Evaluation of dose difference in the delivered dose due to lung tumor motion in conventional, conformal and IMRT treatment techniques using in-house developed dynamic phantom

Respiration-induced tumor motion during radiation delivery introduces dose difference between the planned dose and the target-received dose. This study investigated the magnitude of the dose difference due to tumor motion on two-dimensional (2D) conventional radiation therapy, three-dimensional conformai radiation therapy (3DCRT) and intensity modulated radiation therapy (IMRT) dose delivery. In this work, a typical 2D plan with opposing fields, 3DCRT and IMRT plans (five fields) were delivered to a dynamic phantom that was capable of moving in any user-defined pattern. The phantom was kept in static mode and the delivered dose was measured using GaF chromic film that was sandwiched at the centre of the cylindrical target parallel to the horizontal plane.

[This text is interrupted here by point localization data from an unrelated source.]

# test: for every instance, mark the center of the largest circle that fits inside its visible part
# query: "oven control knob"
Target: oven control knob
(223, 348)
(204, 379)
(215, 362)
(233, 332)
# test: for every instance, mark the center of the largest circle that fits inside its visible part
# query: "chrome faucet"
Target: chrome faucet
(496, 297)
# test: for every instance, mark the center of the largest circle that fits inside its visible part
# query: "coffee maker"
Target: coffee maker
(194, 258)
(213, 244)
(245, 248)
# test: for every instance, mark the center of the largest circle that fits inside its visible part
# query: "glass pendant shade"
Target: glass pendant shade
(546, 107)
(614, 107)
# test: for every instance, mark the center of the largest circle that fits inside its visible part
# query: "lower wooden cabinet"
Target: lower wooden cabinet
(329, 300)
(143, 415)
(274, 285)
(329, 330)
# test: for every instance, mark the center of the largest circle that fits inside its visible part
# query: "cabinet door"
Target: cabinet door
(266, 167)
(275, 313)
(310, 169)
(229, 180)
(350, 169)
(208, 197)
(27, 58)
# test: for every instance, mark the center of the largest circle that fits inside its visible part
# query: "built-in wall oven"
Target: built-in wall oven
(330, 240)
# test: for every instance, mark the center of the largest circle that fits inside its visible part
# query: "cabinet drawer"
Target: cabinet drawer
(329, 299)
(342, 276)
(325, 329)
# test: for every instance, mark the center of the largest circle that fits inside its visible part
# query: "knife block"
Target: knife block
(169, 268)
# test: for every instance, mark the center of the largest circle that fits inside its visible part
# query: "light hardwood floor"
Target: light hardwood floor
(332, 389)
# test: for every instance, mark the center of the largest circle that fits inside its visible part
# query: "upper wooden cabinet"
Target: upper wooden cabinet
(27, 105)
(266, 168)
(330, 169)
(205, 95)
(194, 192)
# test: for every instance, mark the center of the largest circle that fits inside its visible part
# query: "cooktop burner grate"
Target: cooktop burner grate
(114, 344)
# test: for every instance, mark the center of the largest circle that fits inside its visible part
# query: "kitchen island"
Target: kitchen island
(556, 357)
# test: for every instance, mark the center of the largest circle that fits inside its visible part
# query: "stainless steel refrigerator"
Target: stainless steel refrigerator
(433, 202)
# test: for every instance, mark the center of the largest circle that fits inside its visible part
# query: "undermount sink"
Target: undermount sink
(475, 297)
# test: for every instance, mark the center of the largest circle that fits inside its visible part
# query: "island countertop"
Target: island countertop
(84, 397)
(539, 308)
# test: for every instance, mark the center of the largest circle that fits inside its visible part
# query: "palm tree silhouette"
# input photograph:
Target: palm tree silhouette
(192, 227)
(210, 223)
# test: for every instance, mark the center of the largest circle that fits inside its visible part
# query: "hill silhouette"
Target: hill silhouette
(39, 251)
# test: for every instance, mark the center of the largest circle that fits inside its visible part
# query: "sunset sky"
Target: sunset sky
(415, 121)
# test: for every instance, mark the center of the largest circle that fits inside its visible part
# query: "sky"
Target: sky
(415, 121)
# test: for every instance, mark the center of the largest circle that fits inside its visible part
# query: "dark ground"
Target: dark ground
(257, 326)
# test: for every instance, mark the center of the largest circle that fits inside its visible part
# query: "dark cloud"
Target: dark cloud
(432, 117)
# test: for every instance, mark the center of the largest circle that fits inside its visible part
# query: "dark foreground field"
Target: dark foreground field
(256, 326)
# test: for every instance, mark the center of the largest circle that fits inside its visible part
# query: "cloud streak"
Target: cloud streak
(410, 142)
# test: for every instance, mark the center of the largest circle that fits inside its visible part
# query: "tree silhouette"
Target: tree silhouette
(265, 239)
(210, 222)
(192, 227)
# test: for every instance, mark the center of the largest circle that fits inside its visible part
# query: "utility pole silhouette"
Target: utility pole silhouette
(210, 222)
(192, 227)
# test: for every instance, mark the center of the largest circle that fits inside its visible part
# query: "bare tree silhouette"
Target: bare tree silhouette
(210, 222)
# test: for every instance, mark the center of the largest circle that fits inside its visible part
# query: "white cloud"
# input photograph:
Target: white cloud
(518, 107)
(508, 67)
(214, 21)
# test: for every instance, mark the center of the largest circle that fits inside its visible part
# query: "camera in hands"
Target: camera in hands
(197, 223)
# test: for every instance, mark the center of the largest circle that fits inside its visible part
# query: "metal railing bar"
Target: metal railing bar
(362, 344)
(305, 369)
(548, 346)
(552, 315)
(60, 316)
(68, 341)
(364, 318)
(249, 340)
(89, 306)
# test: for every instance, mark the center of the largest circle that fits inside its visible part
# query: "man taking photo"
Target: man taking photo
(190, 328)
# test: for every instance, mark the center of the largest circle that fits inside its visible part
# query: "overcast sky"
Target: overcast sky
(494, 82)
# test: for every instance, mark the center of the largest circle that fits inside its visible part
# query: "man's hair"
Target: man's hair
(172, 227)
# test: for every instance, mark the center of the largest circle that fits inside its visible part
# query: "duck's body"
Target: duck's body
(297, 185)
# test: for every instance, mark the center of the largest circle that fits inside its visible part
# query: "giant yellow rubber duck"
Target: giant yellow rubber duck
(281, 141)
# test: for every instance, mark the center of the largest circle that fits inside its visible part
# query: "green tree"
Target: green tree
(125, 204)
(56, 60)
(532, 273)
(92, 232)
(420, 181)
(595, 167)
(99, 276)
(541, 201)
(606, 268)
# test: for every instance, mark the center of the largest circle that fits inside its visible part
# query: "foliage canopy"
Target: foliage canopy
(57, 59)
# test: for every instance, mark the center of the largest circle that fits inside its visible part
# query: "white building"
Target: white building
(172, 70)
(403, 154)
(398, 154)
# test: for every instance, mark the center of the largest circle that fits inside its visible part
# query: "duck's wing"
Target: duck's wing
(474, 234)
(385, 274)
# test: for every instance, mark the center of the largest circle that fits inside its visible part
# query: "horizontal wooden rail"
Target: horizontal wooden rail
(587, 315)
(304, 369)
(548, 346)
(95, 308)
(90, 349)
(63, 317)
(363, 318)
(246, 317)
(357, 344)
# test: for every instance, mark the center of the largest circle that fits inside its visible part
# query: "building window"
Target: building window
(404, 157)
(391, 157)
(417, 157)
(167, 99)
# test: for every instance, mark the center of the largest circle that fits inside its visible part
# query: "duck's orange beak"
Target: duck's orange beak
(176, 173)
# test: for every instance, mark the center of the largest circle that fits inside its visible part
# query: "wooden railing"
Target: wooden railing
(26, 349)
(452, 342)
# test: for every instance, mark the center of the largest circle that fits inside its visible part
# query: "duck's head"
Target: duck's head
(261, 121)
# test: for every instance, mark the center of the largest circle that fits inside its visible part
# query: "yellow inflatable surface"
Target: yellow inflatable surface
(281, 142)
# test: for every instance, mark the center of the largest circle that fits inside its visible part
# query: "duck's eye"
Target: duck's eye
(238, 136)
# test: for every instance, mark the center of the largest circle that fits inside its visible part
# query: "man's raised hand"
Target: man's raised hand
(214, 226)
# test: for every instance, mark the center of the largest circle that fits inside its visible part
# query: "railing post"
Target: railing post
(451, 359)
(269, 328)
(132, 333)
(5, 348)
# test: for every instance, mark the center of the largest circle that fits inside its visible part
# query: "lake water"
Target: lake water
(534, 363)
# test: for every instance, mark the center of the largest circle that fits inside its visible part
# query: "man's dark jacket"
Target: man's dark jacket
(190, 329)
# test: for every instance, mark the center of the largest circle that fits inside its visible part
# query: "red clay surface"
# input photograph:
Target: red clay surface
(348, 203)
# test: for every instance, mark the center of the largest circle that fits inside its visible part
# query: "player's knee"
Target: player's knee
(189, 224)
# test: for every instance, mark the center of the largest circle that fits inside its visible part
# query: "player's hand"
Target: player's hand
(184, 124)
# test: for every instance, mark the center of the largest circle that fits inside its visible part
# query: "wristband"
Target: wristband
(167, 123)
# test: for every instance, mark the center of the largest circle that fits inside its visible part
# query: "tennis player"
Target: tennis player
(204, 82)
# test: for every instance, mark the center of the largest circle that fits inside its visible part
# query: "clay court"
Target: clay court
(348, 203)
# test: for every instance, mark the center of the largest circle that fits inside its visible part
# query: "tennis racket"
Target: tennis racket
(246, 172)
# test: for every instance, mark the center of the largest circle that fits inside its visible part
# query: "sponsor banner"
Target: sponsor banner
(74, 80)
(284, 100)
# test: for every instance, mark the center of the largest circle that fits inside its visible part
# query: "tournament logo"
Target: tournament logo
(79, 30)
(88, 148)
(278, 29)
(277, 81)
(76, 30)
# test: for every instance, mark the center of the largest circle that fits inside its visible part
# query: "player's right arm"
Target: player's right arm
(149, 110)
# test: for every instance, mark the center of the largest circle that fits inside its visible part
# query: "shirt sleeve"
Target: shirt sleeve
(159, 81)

The same procedure was repeated with the target set in linear sinusoidal motion with amplitude of ± 1.2 cm and a frequency of 16 cycles/min (0.27 Hz). The films exposed at both static and dynamic modes were compared and analyzed using Verisoft software. Detailed gamma analyses were carried out between the dose delivered at phantom kept under static mode and the dose delivered at phantom under dynamic mode for various combinations of distance-to-agreement (DTA) criteria of 1 mm, 2 mm, 3 mm, 5 mm and dose criteria of 2%, 3%, 4%, and 5%. The obtained values demonstrated that 3DCRT and IMRT delivery had larger dose difference due to tumor motion than conventional 2D treatment delivery.